[1/4] Alpha: Add wrappers to get/setrlimit64 to fix RLIM64_INFINITY constant [BZ #22648]

RLIM64_INFINITY was supposed to be a glibc convention rather than
anything seen by the kernel, but it ended being passed to the kernel
through the prlimit64 syscall.

* On the kernel side, the value is defined for the prlimit64 syscall for
  all architectures in include/uapi/linux/resource.h:

  #define RLIM64_INFINITY           (~0ULL)
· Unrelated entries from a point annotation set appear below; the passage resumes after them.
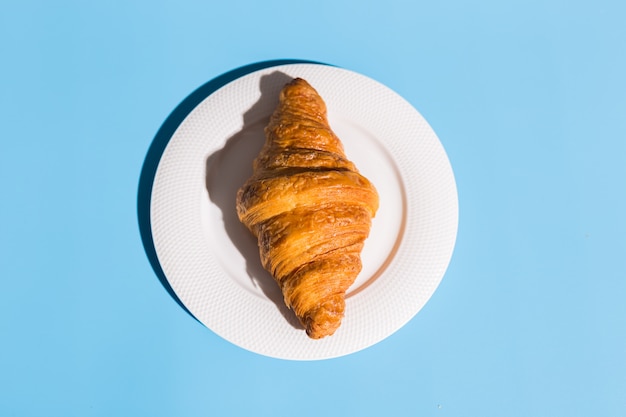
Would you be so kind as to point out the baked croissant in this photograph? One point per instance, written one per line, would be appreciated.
(310, 209)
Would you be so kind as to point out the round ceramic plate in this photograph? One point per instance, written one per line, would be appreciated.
(211, 260)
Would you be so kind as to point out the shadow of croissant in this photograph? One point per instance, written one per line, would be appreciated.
(220, 165)
(228, 168)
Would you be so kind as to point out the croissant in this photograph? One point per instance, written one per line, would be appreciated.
(310, 209)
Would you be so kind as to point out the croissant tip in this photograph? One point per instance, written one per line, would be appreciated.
(325, 320)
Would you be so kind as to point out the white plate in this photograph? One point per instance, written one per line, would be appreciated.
(211, 261)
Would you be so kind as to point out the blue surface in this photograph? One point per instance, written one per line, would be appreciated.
(527, 97)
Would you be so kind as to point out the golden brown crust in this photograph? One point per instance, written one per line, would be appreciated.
(310, 209)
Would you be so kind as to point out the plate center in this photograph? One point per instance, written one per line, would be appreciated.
(235, 247)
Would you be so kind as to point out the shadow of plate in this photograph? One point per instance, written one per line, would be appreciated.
(158, 145)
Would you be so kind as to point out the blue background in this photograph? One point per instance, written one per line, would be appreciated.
(529, 101)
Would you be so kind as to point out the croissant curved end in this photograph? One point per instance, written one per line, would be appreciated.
(309, 208)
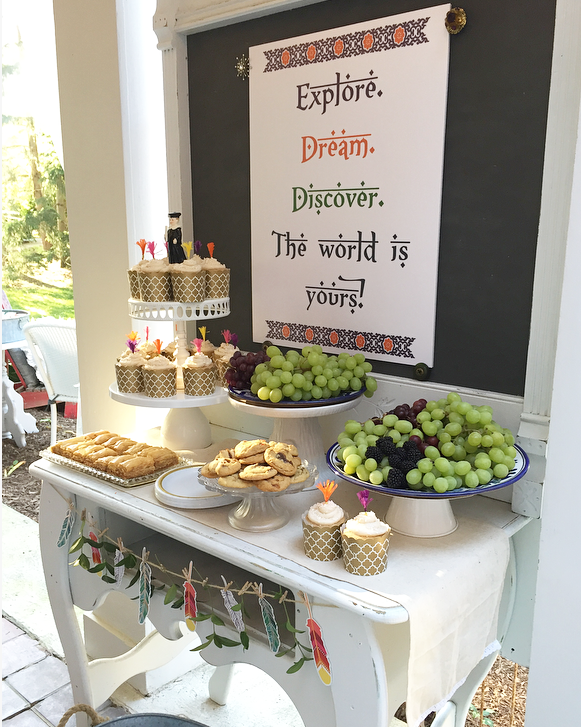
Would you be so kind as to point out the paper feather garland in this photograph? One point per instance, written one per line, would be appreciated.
(269, 622)
(318, 646)
(67, 526)
(144, 587)
(229, 602)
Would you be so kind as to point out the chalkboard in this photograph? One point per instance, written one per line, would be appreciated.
(498, 92)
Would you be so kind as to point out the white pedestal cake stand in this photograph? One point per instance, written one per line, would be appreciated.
(299, 426)
(185, 427)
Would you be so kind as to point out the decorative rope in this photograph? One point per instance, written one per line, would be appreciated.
(93, 716)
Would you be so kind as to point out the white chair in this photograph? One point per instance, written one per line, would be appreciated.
(53, 344)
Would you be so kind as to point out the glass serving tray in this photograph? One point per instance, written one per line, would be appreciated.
(105, 476)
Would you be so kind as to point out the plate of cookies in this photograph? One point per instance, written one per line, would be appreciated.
(258, 467)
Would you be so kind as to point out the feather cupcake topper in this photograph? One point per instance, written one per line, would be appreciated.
(132, 341)
(318, 646)
(198, 344)
(187, 248)
(364, 498)
(327, 489)
(142, 245)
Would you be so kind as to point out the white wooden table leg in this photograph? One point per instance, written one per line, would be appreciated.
(53, 509)
(220, 683)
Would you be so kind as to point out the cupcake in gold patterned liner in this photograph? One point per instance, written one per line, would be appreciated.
(322, 526)
(365, 541)
(199, 373)
(222, 355)
(129, 367)
(155, 281)
(160, 377)
(188, 282)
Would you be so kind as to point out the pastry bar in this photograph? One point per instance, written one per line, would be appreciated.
(116, 455)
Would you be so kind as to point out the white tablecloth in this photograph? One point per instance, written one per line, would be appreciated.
(450, 586)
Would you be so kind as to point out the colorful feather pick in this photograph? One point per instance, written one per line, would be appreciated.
(67, 526)
(364, 498)
(119, 570)
(95, 552)
(318, 645)
(187, 248)
(269, 622)
(229, 602)
(144, 587)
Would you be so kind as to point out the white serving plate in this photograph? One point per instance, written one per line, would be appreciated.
(180, 487)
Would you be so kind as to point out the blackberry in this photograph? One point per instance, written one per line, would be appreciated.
(407, 465)
(396, 480)
(374, 453)
(386, 444)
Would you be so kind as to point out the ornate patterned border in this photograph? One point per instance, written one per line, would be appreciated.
(387, 37)
(396, 346)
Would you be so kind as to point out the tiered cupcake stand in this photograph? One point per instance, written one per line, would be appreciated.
(185, 427)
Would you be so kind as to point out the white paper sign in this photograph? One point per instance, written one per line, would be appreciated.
(347, 144)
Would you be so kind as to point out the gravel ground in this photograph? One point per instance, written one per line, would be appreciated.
(22, 493)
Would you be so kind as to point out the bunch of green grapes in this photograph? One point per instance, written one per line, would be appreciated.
(310, 374)
(454, 444)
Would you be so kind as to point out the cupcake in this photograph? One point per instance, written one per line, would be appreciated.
(155, 281)
(199, 373)
(188, 281)
(365, 541)
(129, 368)
(159, 376)
(322, 526)
(218, 281)
(223, 354)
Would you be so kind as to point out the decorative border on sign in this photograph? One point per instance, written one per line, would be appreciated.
(348, 45)
(397, 346)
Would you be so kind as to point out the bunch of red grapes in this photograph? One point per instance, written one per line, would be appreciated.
(242, 367)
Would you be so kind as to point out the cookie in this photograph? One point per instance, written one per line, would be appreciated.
(280, 456)
(234, 482)
(300, 475)
(254, 459)
(254, 472)
(278, 483)
(224, 467)
(250, 447)
(209, 469)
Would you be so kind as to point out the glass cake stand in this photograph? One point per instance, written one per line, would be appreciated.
(297, 422)
(427, 514)
(258, 511)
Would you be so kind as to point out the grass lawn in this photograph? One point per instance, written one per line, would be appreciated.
(54, 298)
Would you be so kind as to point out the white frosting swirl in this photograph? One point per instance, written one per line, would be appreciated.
(210, 263)
(159, 363)
(365, 525)
(225, 352)
(325, 513)
(198, 361)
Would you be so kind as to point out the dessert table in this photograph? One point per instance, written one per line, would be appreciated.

* On the kernel side, the value is defined for getrlimit and setrlimit
  in arch/alpha/include/uapi/asm/resource.h

  #define RLIM_INFINITY            0x7ffffffffffffffful

* On the GNU libc side, the value is defined in
  sysdeps/unix/sysv/linux/alpha/bits/resource.h:

  # define RLIM64_INFINITY 0x7fffffffffffffffLL

This was not an issue until the getrlimit and setrlimit glibc functions
have been changed in commit 045c13d185 ("Consolidate Linux setrlimit and
getrlimit implementation") to use the prlimit64 syscall instead of the
getrlimit and setrlimit ones.

This patch fixes that by adding a wrapper to fix the value passed to or
received from the kernel, before or after calling the prlimit64 syscall.

Changelog:
	[BZ #22648]
	* sysdeps/unix/sysv/linux/alpha/getrlimit64.c: New file.
	* sysdeps/unix/sysv/linux/alpha/setrlimit64.c: Ditto.
---
 ChangeLog                                   |  6 +++
 sysdeps/unix/sysv/linux/alpha/getrlimit64.c | 64 +++++++++++++++++++++++++++++
 sysdeps/unix/sysv/linux/alpha/setrlimit64.c | 61 +++++++++++++++++++++++++++
 3 files changed, 131 insertions(+)
 create mode 100644 sysdeps/unix/sysv/linux/alpha/getrlimit64.c
 create mode 100644 sysdeps/unix/sysv/linux/alpha/setrlimit64.c

On 30/12/2017 16:44, Aurelien Jarno wrote:
> RLIM64_INFINITY was supposed to be a glibc convention rather than
> anything seen by the kernel, but it ended being passed to the kernel
> through the prlimit64 syscall.
> 
> * On the kernel side, the value is defined for the prlimit64 syscall for
>   all architectures in include/uapi/linux/resource.h:
> 
>   #define RLIM64_INFINITY           (~0ULL)
> 
> * On the kernel side, the value is defined for getrlimit and setrlimit
>   in arch/alpha/include/uapi/asm/resource.h
> 
>   #define RLIM_INFINITY            0x7ffffffffffffffful
> 
> * On the GNU libc side, the value is defined in
>   sysdeps/unix/sysv/linux/alpha/bits/resource.h:
> 
>   # define RLIM64_INFINITY 0x7fffffffffffffffLL
> 
> This was not an issue until the getrlimit and setrlimit glibc functions
> have been changed in commit 045c13d185 ("Consolidate Linux setrlimit and
> getrlimit implementation") to use the prlimit64 syscall instead of the
> getrlimit and setrlimit ones.
> 
> This patch fixes that by adding a wrapper to fix the value passed to or
> received from the kernel, before or after calling the prlimit64 syscall.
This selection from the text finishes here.